Francis Warren (Flynn) is a high society stock broker with a beautiful wife, Rita (Brenda Marshall) and live-in Mother-in-law, Agatha Archer (Lucile Watson). But Francis has a double life. He is an author, using the pen-name F.X. Penttijohn, and writes pulp murder mysteries, and hangs out with the Police Inspector Charles Mason (Alan Hale) and Detective 'Hoppy' Hopkins (William Frawley).
Francis trades barbs with the police detectives, but also gets some great ideas for future books. He challenges them that he can solve their crimes better than they can. His chauffeur/side-kick/typist, Wilfred (Alan Jenkins) helps him sneak back into his bedroom window at late-nights.
Francis's Wife and Mother-in-law are trying to find this author to sue him for writing about their high society friends in his books.

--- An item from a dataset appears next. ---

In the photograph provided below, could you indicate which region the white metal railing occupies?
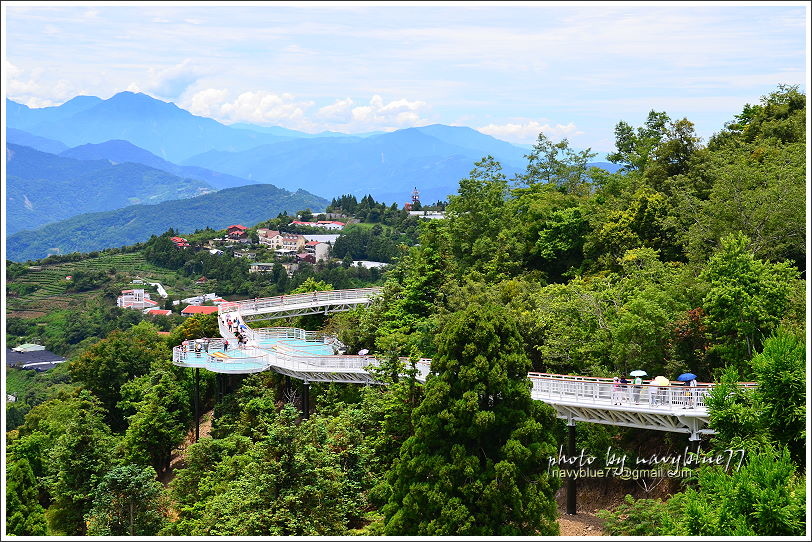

Also a jewel smuggler shows up at Francis's office, threatening to expose him as Penttijohn, if he doesn't launder money for diamonds for him. When the smuggler winds up murdered, he has several reasons to find his murderer.
Francis throws on the charm to Rita and Agatha, but his story is beginning to unravel to the suspicious women. He's also trying to get close to a murder suspect, a burlesque dancer, Blondie White (Lee Patrick) by acting like a rich Texan.
A fresh and funny Crime Comedy with Errol Flynn
A nice change of pace for Errol Flynn, and he does excellent. It's light and very entertaining, top notch cast with the supporting players particularly good. Suspenseful as well as amusing. Good fun.